In the example above, the first line loads two surface files (but no thickness or density files) and registers them with a similarity transformation (reg type is 0 for rigid, 1 for similarity, 2 for similarity+FFD and so on, mirroring the options in the Registration choice control). The search range is 10mm (Search range slider set to 100) and there are 15% fussy matches. 200 registration iterations are performed before the results are saved in a .reg file.

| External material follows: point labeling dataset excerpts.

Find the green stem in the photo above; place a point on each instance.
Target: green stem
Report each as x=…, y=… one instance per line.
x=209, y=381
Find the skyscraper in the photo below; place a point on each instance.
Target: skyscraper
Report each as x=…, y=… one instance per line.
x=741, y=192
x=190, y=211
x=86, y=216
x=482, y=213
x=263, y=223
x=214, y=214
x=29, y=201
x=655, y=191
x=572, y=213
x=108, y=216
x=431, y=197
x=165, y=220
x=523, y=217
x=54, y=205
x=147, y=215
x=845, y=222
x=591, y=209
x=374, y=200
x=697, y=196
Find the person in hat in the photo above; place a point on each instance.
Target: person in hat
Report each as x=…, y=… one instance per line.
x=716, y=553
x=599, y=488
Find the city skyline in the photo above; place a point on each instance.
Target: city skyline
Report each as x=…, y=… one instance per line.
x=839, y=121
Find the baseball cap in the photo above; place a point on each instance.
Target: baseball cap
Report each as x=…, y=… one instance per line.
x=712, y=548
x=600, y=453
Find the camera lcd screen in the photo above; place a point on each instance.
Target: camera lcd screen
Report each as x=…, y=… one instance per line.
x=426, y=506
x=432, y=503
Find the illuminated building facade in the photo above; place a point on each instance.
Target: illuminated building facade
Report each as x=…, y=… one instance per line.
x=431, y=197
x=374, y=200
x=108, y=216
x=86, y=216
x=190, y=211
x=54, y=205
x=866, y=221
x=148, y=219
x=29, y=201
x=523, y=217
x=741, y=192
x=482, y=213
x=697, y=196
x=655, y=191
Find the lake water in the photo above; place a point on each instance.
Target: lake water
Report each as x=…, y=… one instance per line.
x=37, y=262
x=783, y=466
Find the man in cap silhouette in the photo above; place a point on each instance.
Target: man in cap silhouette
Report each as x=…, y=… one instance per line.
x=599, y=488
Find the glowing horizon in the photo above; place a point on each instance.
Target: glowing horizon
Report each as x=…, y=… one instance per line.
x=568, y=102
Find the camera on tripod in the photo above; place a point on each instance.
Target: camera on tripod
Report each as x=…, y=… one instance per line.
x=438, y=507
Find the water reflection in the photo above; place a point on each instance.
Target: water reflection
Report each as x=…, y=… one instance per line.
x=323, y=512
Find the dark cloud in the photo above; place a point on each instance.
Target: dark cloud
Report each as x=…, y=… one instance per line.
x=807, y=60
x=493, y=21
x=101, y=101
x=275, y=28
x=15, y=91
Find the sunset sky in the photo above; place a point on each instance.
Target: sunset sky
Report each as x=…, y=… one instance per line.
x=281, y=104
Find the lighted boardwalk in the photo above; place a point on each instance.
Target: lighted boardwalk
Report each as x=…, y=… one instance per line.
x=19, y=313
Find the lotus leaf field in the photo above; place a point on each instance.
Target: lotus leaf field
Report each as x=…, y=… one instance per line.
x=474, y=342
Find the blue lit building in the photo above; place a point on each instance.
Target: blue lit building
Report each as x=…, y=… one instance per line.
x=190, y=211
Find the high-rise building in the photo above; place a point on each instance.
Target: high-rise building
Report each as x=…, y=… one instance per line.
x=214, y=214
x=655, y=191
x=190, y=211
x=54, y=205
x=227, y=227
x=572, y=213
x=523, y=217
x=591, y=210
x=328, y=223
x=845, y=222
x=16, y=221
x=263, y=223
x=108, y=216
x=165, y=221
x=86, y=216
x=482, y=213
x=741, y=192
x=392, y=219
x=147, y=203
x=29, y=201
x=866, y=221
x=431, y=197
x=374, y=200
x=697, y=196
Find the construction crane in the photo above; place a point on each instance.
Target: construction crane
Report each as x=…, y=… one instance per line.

The second line performs 20 iterations of a similarity+LAD registration with automatic sequencing of the search range and the proportion of fussy matches (this is indicated by the -1 in the fussy field). The results are saved in .reg and .breg files. We could fill the batch file with hundreds of similar lines, registering different bones to the canonical surface, and leave wxRegSurf to run unattended.
Following registration, we must check that all bones were aligned satisfactorily. This is what the third line does in the example above. It performs 200 iterations in "review" mode, whereby the surfaces are loaded and spun around for the user to inspect. Lower numbers of iterations reduce the inspection time, higher numbers increase it. Alternatively, we could set the iteration count to zero, in which case wxRegSurf instead saves a snapshot of the aligned bones (.png) for offline inspection. Changing the review flag from 1 to some other number saves a different view (1=front, 2=left, 3=back, 4=right, 5=top, 6=bottom). Adding a minus sign in front of the review flag saves a snapshot of the LR surface only, which is useful when checking for surface folding caused by incorrect fussy matches. Any misregistered surfaces must be corrected manually, with the updated results saved to the .reg and .breg files.
The final line of the above example loads the HR cortical data, performs three smoothing cycles on the HR data, applies the similarity+LAD transformation, matches the LR and HR vertices over a 10mm search range, maps the smoothed HR data across to the LR surface, performs a further sixteen smoothing cycles on the LR surface and then saves the smoothed and mapped data to a .bin file.